Hacker News new | ask | show | jobs
by LinuxBender 688 days ago
There are a myriad of bot lists on github and assorted websites, each with their own quality in being maintained. Given the public nature of these lists it is unlikely anyone is going to pay for them. As others mentioned, these are ephemeral. Bots are operated by opportunists and they will hop from network to network to find addresses not yet tainted. There are also a large number of bots that use mobile LTE networks. IP addresses are not entirely useful for determining if something is a bot. Rather their TCP/IP characteristics, application characteristics, behavior will be a greater indicator. As simplistic and non exhaustive examples, SSH bots are often using really old SSH libraries that can be spotted in the handshake.

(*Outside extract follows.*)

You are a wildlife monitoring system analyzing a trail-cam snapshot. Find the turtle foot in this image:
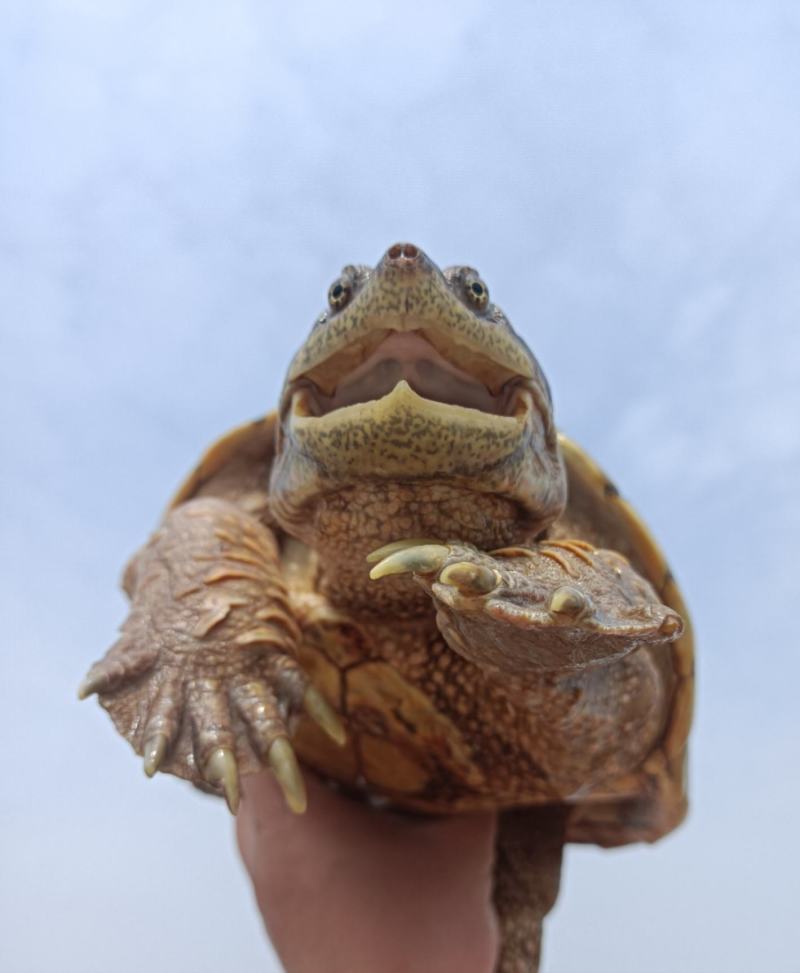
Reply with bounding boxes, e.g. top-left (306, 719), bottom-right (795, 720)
top-left (368, 540), bottom-right (683, 676)
top-left (79, 500), bottom-right (345, 814)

Some HTTP bots are also often using really old libraries that can not utilize newer protocols with obvious exceptions like those driving headless chrome. Some bots use really old TCP/IP libraries that lack setting certain IP headers and options or fixate on specific options or source ports. Some bots also hide behind proxies, Tor, CDN's. They also hide their DNS lookups behind all the public DNS resolvers. The vast majority of bot authors are lazy and looking for quick wins.

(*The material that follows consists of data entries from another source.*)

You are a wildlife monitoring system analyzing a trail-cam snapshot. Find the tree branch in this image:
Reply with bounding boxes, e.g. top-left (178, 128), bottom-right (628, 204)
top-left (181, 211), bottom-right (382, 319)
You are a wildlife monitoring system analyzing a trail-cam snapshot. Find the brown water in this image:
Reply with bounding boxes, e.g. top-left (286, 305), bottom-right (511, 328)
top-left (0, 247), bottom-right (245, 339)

I suppose that is a long winded way of saying I doubt there would be much interest in paying for IP lists as the greater value lies in understanding traffic behavior and packet characteristics. Perhaps if you started writing advanced eBPF code that could mostly-accurately separate traffic into bot vs non-bot then you would have created a piece of Cloudflare and people might pay to self host that. If going this route one should create public challenges to validate the accuracy and ability to "spot the bots". Independent third parties must participate in the challenge to validate both the ability to "spot the bots" and also not block legitimate people. That would be valuable. To garner interest there should be a free version.

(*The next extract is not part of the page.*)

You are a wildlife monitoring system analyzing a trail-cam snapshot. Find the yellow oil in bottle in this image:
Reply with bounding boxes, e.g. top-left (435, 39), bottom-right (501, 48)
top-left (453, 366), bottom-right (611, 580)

I can speak from experience that some companies are not permitted to send specific types of traffic over a third party such as a CDN and that would be the use case for self hosted bot mitigation. Some companies try to accomplish this using bot mitigation in hardware load balancers, multi-million dollar firewalls and DDoS appliances. These devices are expensive and do not scale well not to mention they only stop very specific types of bots and attacks. These devices are also sometimes the causes of outages. In my experience, the more expensive a device is and the more promises around said device, the more glorious of an outage it will cause.